The Extension Warehouse is more than a marketplace; it is a launchpad for innovation. Whether you are automating a tedious task, bridging software gaps, or introducing entirely new technologies like AI into the design workflow, your code has the potential to transform how millions of designers build the world.


You don’t need a massive team to make a massive impact. You just need to solve a problem. Here is how three different developers turned their solutions into industry standards.

EvolveLAB: From Consulting to Acquisition


The Innovators: Bill Allen (Founder) and Ben Guler (CTO)

Location: Boulder, Colorado, USA

Key Extensions: Veras, Helix


The Journey: EvolveLAB didn't start as a software giant; they began as a BIM consulting firm—the "mechanics working on everyone else's cars." While helping architecture firms optimize their workflows, they identified critical gaps in interoperability and visualization that no existing software could fill.

Instead of waiting for a solution, they built it. They developed Helix to improve the geometry flow between SketchUp and Revit, and later launched Veras, one of the very first AI-powered visualization tools integrated directly into the SketchUp interface.


The Success: By leveraging the SketchUp API to bring emerging tech (AI) directly to the user's viewport, EvolveLAB defined a new category of design tools. Their success was so profound that in 2024, they were acquired by Chaos (creators of V-Ray and Enscape), proving that building the right extension can lead to a world-class exit and industry leadership.


Architextures: The "Scratch Your Own Itch" Success


The Founder: Ryan Canning

Location: Glasgow, Scotland

Key Extension: Architextures for SketchUp


The Journey: Ryan Canning was a working architect frustrated by a mundane problem: finding high-quality, seamless textures was difficult, and creating them manually was time-consuming.
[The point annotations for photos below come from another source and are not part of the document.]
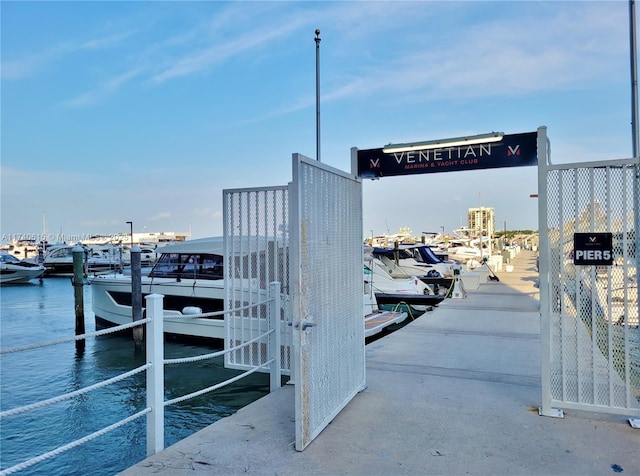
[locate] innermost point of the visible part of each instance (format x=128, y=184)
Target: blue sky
x=145, y=111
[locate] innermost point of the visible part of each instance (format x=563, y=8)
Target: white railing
x=155, y=374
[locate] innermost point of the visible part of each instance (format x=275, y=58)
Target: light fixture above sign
x=444, y=143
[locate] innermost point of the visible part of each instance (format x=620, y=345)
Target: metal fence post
x=155, y=375
x=275, y=336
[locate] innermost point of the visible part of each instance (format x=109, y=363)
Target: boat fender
x=191, y=310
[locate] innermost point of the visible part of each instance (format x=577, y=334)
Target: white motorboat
x=393, y=293
x=190, y=277
x=14, y=271
x=21, y=249
x=412, y=260
x=58, y=261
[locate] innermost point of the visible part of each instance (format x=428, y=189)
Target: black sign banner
x=514, y=150
x=593, y=249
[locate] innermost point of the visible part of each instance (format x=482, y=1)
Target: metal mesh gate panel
x=327, y=285
x=591, y=358
x=256, y=237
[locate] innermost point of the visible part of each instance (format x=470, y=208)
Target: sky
x=146, y=111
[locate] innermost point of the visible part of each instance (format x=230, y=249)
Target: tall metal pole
x=634, y=127
x=130, y=223
x=634, y=77
x=317, y=40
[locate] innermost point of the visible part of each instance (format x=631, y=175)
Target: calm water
x=44, y=312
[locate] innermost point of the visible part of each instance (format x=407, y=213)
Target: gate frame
x=544, y=166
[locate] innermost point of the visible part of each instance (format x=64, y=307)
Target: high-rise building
x=481, y=221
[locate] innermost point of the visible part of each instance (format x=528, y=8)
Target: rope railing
x=155, y=373
x=78, y=337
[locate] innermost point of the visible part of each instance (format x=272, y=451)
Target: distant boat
x=14, y=271
x=58, y=261
x=394, y=293
x=21, y=249
x=190, y=276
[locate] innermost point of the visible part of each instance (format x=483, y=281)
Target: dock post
x=78, y=284
x=155, y=375
x=136, y=293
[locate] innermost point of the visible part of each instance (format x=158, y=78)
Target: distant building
x=481, y=221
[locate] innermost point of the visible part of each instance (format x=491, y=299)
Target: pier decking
x=454, y=392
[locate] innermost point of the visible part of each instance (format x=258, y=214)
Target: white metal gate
x=327, y=286
x=589, y=314
x=256, y=239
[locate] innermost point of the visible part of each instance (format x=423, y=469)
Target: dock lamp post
x=317, y=40
x=130, y=223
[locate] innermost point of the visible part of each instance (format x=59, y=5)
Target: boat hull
x=111, y=302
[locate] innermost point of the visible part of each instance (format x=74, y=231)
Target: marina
x=428, y=408
x=40, y=312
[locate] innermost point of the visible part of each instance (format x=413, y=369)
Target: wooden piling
x=136, y=293
x=78, y=292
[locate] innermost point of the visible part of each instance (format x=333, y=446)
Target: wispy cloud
x=103, y=90
x=215, y=54
x=29, y=65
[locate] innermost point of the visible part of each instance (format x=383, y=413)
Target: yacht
x=188, y=274
x=58, y=260
x=408, y=292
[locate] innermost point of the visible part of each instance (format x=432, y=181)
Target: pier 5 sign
x=593, y=249
x=513, y=150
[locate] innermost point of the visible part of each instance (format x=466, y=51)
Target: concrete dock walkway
x=456, y=392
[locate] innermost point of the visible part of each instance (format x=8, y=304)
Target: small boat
x=412, y=260
x=190, y=276
x=21, y=249
x=14, y=271
x=408, y=293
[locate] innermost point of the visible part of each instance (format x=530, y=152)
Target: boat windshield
x=188, y=265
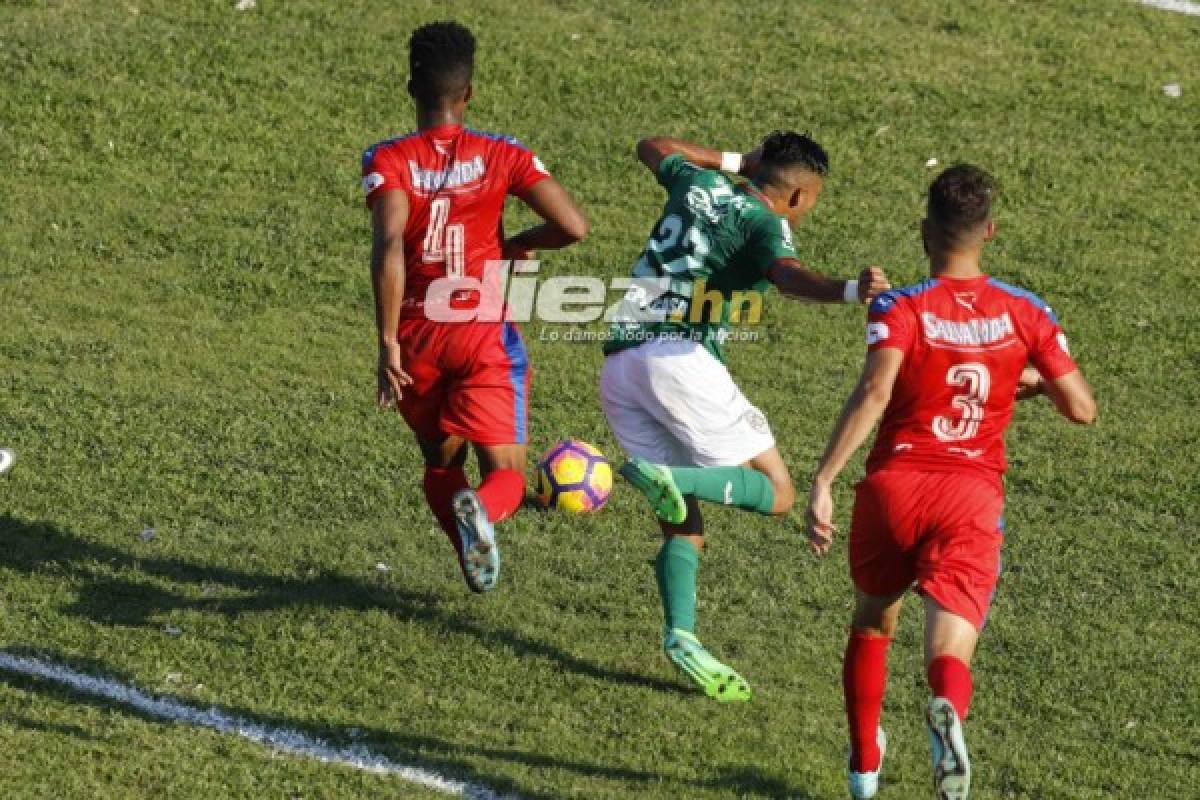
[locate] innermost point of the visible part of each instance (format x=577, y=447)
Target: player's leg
x=864, y=678
x=444, y=476
x=503, y=486
x=949, y=645
x=761, y=483
x=421, y=404
x=882, y=569
x=958, y=569
x=676, y=570
x=694, y=396
x=623, y=380
x=487, y=404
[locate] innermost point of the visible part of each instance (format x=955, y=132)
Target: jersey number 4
x=444, y=242
x=976, y=380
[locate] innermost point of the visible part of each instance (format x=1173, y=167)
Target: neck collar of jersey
x=444, y=130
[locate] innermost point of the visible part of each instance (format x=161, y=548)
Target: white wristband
x=851, y=293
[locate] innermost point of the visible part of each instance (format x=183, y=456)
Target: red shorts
x=469, y=380
x=940, y=530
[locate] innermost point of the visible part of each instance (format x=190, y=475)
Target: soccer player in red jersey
x=437, y=199
x=947, y=359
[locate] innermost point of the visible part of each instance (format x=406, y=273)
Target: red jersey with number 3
x=456, y=181
x=965, y=344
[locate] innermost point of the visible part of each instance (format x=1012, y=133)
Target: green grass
x=187, y=344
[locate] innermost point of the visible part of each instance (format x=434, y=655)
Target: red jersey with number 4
x=965, y=344
x=456, y=181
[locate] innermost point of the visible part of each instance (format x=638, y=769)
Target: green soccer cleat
x=707, y=673
x=658, y=486
x=952, y=765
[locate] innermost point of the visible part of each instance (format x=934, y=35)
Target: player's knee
x=785, y=495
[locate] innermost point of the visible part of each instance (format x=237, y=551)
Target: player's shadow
x=108, y=597
x=447, y=758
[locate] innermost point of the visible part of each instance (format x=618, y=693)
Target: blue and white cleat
x=480, y=555
x=952, y=767
x=867, y=785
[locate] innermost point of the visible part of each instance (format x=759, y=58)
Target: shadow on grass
x=444, y=757
x=40, y=547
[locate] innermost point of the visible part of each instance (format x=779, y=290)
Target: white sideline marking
x=1181, y=6
x=283, y=739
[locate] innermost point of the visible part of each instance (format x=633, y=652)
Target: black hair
x=960, y=199
x=784, y=150
x=441, y=61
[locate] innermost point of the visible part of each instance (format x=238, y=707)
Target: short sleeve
x=889, y=324
x=768, y=240
x=1049, y=350
x=672, y=168
x=526, y=169
x=379, y=174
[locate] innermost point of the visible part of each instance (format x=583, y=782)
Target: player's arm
x=652, y=150
x=389, y=215
x=1071, y=394
x=863, y=409
x=563, y=222
x=793, y=280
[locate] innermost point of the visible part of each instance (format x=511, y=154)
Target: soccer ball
x=574, y=476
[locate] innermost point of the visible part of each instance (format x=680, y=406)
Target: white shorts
x=671, y=402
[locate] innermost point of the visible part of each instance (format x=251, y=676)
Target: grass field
x=187, y=346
He built a web-based generator to solve his own problem, launching it with a modest post on Reddit.

Ryan realized that while the web app was powerful, the workflow was still disconnected. He developed the Architextures for SketchUp extension to bridge that gap, allowing designers to import and edit textures directly within the model.
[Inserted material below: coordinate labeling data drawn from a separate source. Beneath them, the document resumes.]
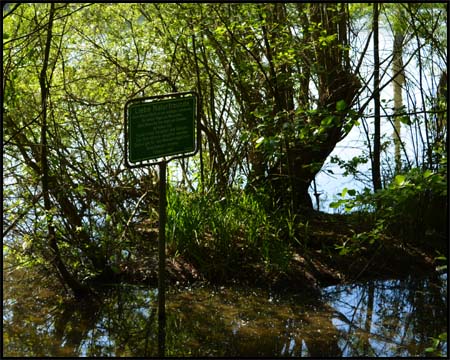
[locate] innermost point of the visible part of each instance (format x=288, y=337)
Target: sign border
x=167, y=158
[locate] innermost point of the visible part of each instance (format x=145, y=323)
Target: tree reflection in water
x=378, y=318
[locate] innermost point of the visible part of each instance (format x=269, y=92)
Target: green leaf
x=399, y=180
x=341, y=105
x=259, y=141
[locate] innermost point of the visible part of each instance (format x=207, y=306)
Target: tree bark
x=376, y=173
x=79, y=289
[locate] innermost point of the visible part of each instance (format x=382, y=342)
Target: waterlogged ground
x=376, y=318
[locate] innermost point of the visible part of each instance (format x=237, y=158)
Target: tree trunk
x=376, y=172
x=399, y=80
x=79, y=289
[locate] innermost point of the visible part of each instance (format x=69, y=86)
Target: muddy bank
x=336, y=249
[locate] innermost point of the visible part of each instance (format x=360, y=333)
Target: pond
x=378, y=318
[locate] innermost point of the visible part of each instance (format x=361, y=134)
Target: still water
x=376, y=318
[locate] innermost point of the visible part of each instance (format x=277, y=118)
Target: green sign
x=161, y=128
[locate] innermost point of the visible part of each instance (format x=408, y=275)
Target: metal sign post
x=162, y=260
x=159, y=129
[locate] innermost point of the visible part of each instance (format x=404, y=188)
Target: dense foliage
x=279, y=86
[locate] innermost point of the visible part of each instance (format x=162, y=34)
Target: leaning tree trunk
x=79, y=289
x=337, y=87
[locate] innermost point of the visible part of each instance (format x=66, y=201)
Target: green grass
x=220, y=233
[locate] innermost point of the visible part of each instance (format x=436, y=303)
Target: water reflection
x=378, y=318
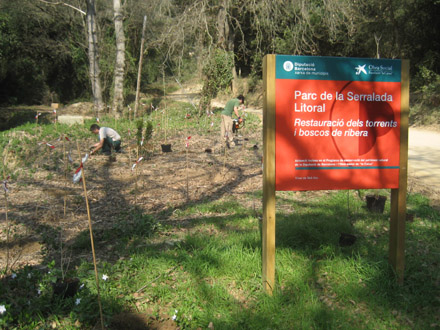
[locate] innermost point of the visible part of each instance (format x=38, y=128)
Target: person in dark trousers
x=226, y=126
x=108, y=139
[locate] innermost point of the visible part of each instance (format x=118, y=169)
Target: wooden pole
x=6, y=215
x=268, y=249
x=83, y=175
x=141, y=55
x=398, y=196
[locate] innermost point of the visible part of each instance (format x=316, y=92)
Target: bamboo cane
x=91, y=238
x=187, y=173
x=7, y=218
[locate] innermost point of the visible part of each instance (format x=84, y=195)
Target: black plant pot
x=347, y=239
x=66, y=288
x=376, y=203
x=166, y=147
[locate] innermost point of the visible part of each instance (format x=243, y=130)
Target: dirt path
x=424, y=158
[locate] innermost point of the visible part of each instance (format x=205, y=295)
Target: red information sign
x=337, y=123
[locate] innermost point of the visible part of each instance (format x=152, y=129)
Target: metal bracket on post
x=398, y=196
x=268, y=248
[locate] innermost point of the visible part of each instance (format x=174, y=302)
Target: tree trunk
x=94, y=57
x=141, y=55
x=118, y=98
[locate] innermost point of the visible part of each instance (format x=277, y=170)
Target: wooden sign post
x=269, y=173
x=398, y=196
x=334, y=123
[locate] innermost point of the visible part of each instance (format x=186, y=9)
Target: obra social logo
x=360, y=69
x=288, y=66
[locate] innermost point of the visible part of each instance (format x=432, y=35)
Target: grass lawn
x=198, y=265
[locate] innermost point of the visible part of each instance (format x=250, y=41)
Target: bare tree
x=93, y=53
x=118, y=97
x=94, y=57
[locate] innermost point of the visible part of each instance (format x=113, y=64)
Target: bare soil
x=159, y=185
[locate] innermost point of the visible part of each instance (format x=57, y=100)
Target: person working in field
x=226, y=126
x=108, y=139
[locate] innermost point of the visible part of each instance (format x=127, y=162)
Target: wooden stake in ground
x=134, y=168
x=83, y=176
x=138, y=85
x=5, y=188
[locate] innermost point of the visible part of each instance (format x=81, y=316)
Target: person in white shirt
x=108, y=139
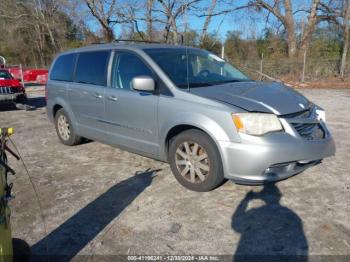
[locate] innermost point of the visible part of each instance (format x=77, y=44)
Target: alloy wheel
x=192, y=161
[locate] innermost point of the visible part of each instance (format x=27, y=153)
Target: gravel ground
x=99, y=200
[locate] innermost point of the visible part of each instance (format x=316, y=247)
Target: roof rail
x=136, y=41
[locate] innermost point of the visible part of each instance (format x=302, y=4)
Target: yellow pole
x=6, y=250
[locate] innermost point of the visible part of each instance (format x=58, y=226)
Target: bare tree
x=172, y=11
x=346, y=19
x=108, y=14
x=208, y=18
x=149, y=19
x=286, y=17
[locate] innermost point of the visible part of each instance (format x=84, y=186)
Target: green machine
x=6, y=249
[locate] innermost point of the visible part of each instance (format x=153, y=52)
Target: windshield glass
x=4, y=75
x=189, y=68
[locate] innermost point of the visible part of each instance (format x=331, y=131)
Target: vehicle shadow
x=271, y=232
x=73, y=235
x=37, y=102
x=33, y=103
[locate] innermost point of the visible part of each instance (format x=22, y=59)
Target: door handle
x=113, y=98
x=97, y=95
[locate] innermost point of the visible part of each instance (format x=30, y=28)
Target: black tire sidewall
x=72, y=137
x=215, y=176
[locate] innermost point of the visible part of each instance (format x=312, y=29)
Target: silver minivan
x=188, y=107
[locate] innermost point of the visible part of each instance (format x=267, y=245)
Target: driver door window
x=126, y=66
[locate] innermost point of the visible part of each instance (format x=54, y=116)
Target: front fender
x=200, y=121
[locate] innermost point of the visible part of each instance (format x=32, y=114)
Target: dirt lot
x=100, y=200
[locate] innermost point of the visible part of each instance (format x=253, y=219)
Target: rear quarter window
x=92, y=68
x=63, y=68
The Success: What started as a solo side project grew into a global resource used by over 500,000 architects and designers. Architextures demonstrates that you don’t need venture capital to succeed on the Extension Warehouse—you just need to solve a specific, universal pain point that you understand better than anyone else.


Lumion: The Power of Integration


The Creators: Act-3D (founded by Ferry Marcellis)

Location: The Netherlands

Key Extension: Lumion LiveSync


The Journey: Lumion was already a powerful standalone rendering engine, but it faced a classic friction point: the "Export-Import-Render-Repeat" loop. Users had to stop modeling to see their results, breaking their creative flow.

To solve this, they utilized the SketchUp API to build LiveSync. This extension created a real-time link between the two programs. If you moved a wall in SketchUp, it moved instantly in Lumion.


The Success: By treating the extension not just as an exporter, but as a live bridge, Lumion became an essential companion to SketchUp. This integration helped cement Lumion as a standard in architectural visualization, proving that the most successful extensions are often those that make SketchUp play seamlessly with the rest of the designer's toolkit.


What Will You Build?


Whether you are a solo developer like Ryan Canning, a service-based innovator like EvolveLAB, or a software vendor looking to integrate like Lumion, the path to success is wide open.